Updated: Oct 17, 2019
Haux Haux Kambo Warrior! It's Jon here for Planet Kambo. In today's video I am going to go over three common misconceptions that come up when people ask me about Kambo.
Kambo is a poison
The first one is that Kambo is a poison. Now while the secretion itself from the frog is poisonous when Kambo is used and it's put on the skin it actually doesn't act as a poison in any way.
To the untrained eye, I can totally understand how this appears, that you give somebody a poisonous substance and they get really really sick and they start vomiting and people think that you've poisoned them and now the body is trying to get rid of the poison.
That's not how Kambo works at all. Actually contained within Kambo are these peptides and neuropeptides and when it goes through the skin, only those peptides and neuropeptides enter the body.
In the brain you have these receptors that are like locks and the peptides are like keys. The keys fit the locks and then what Kambo does is it tells the brain to send the body in to this healing process, so Kambo is essentially a messenger. It's not Kambo actually doing the work it's the brain itself.
The brain is totally capable of doing all the processes that happen when you take Kambo by itself but usually they don't happen all at the same time. For example when you get food poisoning you get very, very sick and you might vomit, and you might bring up bile; when you get flu you get a fever and the body heats up to kill the virus.
All of these things happen during a Kambo process so essentially the Kambo peptides tell the brain to send the body into a deep healing process where all of these healing processes happen at the same time.
So Kambo is not a poison even though the secretion itself is poisonous.

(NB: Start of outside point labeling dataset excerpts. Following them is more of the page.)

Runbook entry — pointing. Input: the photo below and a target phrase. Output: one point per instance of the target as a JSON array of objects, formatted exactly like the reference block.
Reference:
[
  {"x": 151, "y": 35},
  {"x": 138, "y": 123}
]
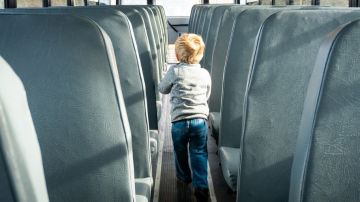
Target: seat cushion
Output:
[
  {"x": 214, "y": 119},
  {"x": 229, "y": 159},
  {"x": 143, "y": 187}
]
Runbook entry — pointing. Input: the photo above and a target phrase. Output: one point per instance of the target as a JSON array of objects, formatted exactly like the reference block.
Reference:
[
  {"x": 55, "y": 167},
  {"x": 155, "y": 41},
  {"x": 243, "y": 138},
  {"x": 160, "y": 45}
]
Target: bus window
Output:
[
  {"x": 177, "y": 7},
  {"x": 58, "y": 2},
  {"x": 340, "y": 3},
  {"x": 133, "y": 2},
  {"x": 79, "y": 3},
  {"x": 221, "y": 1},
  {"x": 29, "y": 3}
]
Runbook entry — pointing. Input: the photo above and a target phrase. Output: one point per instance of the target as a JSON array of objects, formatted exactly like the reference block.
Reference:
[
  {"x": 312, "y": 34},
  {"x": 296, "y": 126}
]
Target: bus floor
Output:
[{"x": 166, "y": 189}]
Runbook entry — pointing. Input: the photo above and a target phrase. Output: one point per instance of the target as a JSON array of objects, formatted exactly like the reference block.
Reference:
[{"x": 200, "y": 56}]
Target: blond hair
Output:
[{"x": 189, "y": 48}]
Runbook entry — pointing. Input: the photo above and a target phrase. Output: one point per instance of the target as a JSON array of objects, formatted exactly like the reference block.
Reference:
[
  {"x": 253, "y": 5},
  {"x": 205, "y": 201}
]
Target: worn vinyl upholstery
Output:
[
  {"x": 119, "y": 29},
  {"x": 327, "y": 149},
  {"x": 275, "y": 96},
  {"x": 236, "y": 71},
  {"x": 70, "y": 75},
  {"x": 147, "y": 64},
  {"x": 218, "y": 60},
  {"x": 212, "y": 34},
  {"x": 21, "y": 170}
]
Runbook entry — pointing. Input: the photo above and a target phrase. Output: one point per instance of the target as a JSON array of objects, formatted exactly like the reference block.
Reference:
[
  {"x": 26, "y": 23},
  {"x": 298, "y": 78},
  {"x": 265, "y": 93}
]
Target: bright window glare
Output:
[{"x": 177, "y": 7}]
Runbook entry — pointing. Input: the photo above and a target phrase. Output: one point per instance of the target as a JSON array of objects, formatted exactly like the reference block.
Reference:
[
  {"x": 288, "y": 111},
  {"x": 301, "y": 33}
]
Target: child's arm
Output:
[{"x": 166, "y": 83}]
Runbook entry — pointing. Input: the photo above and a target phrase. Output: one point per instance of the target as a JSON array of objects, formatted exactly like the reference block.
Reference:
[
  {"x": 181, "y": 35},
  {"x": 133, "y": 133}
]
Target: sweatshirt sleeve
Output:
[{"x": 166, "y": 83}]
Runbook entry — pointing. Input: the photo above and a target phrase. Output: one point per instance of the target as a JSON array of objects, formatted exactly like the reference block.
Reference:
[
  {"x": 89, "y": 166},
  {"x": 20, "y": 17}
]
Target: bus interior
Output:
[{"x": 82, "y": 120}]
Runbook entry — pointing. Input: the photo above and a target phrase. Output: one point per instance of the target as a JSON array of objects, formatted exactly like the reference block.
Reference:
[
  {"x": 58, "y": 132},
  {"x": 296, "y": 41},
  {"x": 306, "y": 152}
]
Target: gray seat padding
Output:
[
  {"x": 216, "y": 66},
  {"x": 69, "y": 72},
  {"x": 202, "y": 17},
  {"x": 236, "y": 71},
  {"x": 214, "y": 119},
  {"x": 207, "y": 22},
  {"x": 147, "y": 63},
  {"x": 326, "y": 161},
  {"x": 21, "y": 169},
  {"x": 212, "y": 34},
  {"x": 152, "y": 37},
  {"x": 285, "y": 56},
  {"x": 119, "y": 29},
  {"x": 230, "y": 165}
]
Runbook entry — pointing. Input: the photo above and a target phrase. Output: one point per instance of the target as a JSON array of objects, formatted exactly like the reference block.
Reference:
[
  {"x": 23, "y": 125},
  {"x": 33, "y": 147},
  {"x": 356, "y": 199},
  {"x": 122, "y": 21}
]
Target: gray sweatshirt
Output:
[{"x": 189, "y": 86}]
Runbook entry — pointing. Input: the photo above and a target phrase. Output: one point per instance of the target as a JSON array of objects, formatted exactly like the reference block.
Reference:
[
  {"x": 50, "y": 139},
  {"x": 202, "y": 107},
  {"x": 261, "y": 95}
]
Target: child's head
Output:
[{"x": 189, "y": 48}]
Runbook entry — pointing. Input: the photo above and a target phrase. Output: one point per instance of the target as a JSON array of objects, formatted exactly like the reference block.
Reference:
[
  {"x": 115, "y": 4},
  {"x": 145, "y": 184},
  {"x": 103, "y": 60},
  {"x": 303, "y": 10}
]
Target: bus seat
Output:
[
  {"x": 68, "y": 68},
  {"x": 212, "y": 34},
  {"x": 147, "y": 64},
  {"x": 285, "y": 58},
  {"x": 219, "y": 56},
  {"x": 214, "y": 123},
  {"x": 236, "y": 72},
  {"x": 21, "y": 169},
  {"x": 327, "y": 151},
  {"x": 230, "y": 165}
]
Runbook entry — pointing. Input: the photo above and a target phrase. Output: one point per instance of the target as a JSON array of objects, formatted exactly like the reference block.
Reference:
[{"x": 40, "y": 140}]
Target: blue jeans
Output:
[{"x": 192, "y": 132}]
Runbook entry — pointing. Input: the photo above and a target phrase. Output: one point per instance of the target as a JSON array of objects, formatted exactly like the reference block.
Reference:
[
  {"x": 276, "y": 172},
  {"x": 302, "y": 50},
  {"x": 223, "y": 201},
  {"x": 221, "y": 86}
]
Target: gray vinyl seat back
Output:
[
  {"x": 195, "y": 18},
  {"x": 219, "y": 55},
  {"x": 70, "y": 75},
  {"x": 147, "y": 64},
  {"x": 212, "y": 33},
  {"x": 21, "y": 169},
  {"x": 120, "y": 31},
  {"x": 192, "y": 17},
  {"x": 161, "y": 30},
  {"x": 200, "y": 24},
  {"x": 157, "y": 35},
  {"x": 327, "y": 149},
  {"x": 285, "y": 57},
  {"x": 236, "y": 71},
  {"x": 152, "y": 42},
  {"x": 164, "y": 24},
  {"x": 160, "y": 33},
  {"x": 208, "y": 17}
]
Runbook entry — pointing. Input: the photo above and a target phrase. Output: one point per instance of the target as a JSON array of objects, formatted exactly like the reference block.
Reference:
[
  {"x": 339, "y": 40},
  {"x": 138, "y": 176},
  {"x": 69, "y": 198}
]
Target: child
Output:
[{"x": 189, "y": 87}]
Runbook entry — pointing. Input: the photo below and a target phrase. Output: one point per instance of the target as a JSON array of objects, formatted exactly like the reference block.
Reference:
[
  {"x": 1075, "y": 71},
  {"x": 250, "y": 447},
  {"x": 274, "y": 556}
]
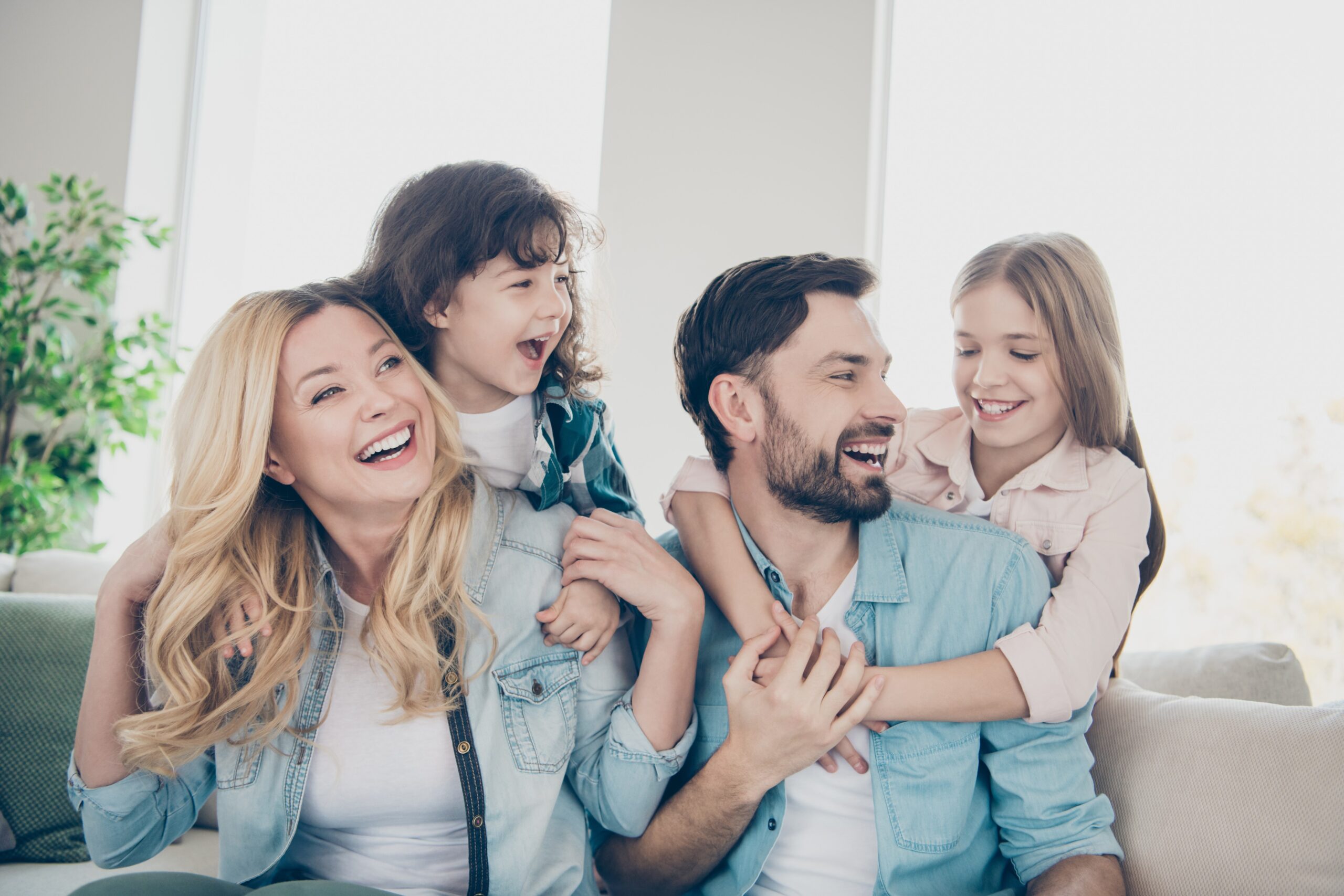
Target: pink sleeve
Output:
[
  {"x": 1061, "y": 661},
  {"x": 697, "y": 475}
]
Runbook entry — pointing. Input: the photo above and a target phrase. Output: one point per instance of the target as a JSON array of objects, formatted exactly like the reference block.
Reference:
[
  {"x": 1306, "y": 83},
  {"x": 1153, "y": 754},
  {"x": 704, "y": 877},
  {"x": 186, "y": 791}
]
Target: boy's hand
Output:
[
  {"x": 584, "y": 617},
  {"x": 230, "y": 625}
]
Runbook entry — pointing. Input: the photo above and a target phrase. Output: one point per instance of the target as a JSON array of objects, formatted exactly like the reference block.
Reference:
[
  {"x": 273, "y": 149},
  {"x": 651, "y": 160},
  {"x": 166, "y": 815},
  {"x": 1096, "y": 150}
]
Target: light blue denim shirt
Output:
[
  {"x": 553, "y": 738},
  {"x": 961, "y": 808}
]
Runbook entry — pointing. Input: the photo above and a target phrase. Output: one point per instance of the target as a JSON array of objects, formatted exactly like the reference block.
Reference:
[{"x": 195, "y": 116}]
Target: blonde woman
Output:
[{"x": 405, "y": 729}]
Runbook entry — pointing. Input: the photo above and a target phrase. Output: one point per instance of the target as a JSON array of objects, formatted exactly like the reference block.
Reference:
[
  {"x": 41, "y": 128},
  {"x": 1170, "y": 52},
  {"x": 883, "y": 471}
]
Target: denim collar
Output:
[{"x": 882, "y": 573}]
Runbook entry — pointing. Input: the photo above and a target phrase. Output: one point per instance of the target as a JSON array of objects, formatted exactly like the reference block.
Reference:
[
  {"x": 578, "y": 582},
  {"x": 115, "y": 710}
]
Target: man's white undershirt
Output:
[
  {"x": 500, "y": 442},
  {"x": 828, "y": 839},
  {"x": 383, "y": 804}
]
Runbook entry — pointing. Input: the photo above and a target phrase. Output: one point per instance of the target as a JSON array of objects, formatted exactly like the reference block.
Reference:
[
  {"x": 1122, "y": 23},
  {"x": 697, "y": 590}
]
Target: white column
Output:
[{"x": 733, "y": 131}]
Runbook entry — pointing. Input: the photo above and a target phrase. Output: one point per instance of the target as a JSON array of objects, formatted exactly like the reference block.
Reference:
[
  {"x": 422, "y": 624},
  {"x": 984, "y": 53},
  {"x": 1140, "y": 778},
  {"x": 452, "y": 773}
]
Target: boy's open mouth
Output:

When it goes through the skin and it enters the body through the lymphatic system you're not being poisoned, that's number one.
Frogs are harmed
Number two is that the frogs are harmed during the extraction process. This is another one that comes up a lot especially from vegans. You have to understand that the indigenous tribesmen who extract Kambo have been working with the frogs and with the the rainforest for centuries. They have a symbiotic relationship with it.
They are the guardians of the forest and the forest gives back through medicine and through food. The tribesman wouldn't do anything that would harm that relationship, that symbiotic relationship that they have with the forest so when they go and they extract Kambo they do it very, very carefully. The frogs are very gently captured, they're tied up and then the Kambo is extracted and then they're released.
The tribesmen have the utmost respect for the spirit of the forest and they wouldn't do anything to harm it so it's actually once you really understand the way things are with indigenous people and the tribesmen and the tribes you'll see it's absurd to think that they would harm the frogs.
Face-swelling = anaphylactic shock
Number three is that when you take Kambo and sometimes your face swells up that that's anaphylactic shock. It's not anaphylactic shock, if you actually look at someone who's had anaphylactic shock and you look at someone who's got what we call "frog face" you'll see that they look different. There's quite a stark difference between the two in where the swelling is exactly and how the swelling looks. It's quite obvious that there's a difference so when when we do Kambo lots of fluid is being released into the body and sometimes some of that fluid can go to the face, especially if you're leaning forward, like if you leaned over the bucket.
What we've found is if you keep your head up during the purging process, you keep your head up and you don't lean over the bucket you're much less likely to get the "frog face" but as I said it's not the body going into a state of shock because the peptides in the secretion are actually almost identical to the human peptides so when we take Kambo the body and the brain doesn't see it as a foreign substance and the cells open to allow the Kambo in to do the work.
It's actually not possible to have an allergic reaction to Kambo. I've spoken to a lot of practitioners about this, I'm a member of various Kambo forums and groups and the general consensus is that you cannot have an allergic reaction to Kambo. No practitioner that I've spoken to has ever seen an allergic reaction to Kambo.
I'll leave it there, there's your three top misconceptions about Kambo and I will see you in the next video.